Er hatte sich kaum verändert. Dasselbe volle, helle Haar, dieselbe elegante Kleidung, dieselbe drahtige Figur, dieselben überlangen Koteletten. Auch die Narbe an seinem Kinn, Erinnerung an eine Schlägerei im Schlafsaal kurz nach seiner Ankunft im Knabeninternat Baverstock, war noch da, wie sie sah, als er aufstand. Als sie während ihrer sexuellen Aktivitäten im Hotelzimmer in Blackpool vor über zehn Jahren einmal eine Pause eingelegt hatten, hatten sie ihre Gesichtsnarben verglichen. Sie hatte ihn gefragt, warum er sich nicht einen Bart wachsen lasse, um die seine zu verstecken. Er hatte wissen wollen, warum sie die ihre, die ihre rechte Augenbraue teilte, mit dem überlang getragenen Pony unbedingt verstecken wolle.

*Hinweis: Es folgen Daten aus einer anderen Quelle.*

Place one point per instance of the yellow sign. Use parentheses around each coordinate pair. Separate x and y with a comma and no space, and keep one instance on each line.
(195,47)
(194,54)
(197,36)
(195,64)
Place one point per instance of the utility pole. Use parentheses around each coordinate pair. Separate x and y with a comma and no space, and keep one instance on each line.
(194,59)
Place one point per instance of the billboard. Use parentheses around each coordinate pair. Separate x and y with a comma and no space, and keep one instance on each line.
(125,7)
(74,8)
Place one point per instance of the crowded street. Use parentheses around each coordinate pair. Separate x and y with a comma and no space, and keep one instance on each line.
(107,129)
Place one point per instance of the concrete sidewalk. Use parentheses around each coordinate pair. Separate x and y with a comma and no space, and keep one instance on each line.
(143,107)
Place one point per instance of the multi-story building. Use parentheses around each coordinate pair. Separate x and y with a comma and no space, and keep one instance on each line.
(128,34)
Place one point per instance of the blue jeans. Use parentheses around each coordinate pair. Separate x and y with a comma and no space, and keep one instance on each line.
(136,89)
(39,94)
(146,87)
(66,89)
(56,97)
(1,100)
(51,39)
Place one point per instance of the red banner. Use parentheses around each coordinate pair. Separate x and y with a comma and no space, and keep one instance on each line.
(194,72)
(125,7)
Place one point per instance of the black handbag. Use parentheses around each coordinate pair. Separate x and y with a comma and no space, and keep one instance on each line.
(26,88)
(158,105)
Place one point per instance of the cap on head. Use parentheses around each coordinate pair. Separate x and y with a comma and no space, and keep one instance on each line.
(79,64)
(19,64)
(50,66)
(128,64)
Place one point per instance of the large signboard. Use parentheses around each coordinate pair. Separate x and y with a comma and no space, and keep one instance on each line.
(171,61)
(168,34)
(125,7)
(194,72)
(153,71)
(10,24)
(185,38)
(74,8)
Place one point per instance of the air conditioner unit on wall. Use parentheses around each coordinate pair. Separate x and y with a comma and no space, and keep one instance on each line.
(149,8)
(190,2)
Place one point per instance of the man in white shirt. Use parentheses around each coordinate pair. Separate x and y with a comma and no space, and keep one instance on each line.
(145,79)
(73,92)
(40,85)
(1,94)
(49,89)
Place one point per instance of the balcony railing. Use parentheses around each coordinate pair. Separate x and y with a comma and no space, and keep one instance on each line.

»Dennis«, sagte sie, die dargebotene Hand übersehend. Sie schob sein Glas auf die andere Seite des Tisches, so daß nun er und nicht sie sich mit Blick in den Raum setzen mußte. Dann stellte sie ihren Aktenkoffer zu Boden und ließ sich auf dem Stuhl nieder, auf dem er gesessen hatte. »Ich habe genau zehn Minuten.« Sie fegte die Speisekarte weg und sagte, als der Kellner an den Tisch trat: »Einen Kaffee. Schwarz. Nichts dazu.«
Als der Kellner gegangen war, wandte sie sich Dennis zu.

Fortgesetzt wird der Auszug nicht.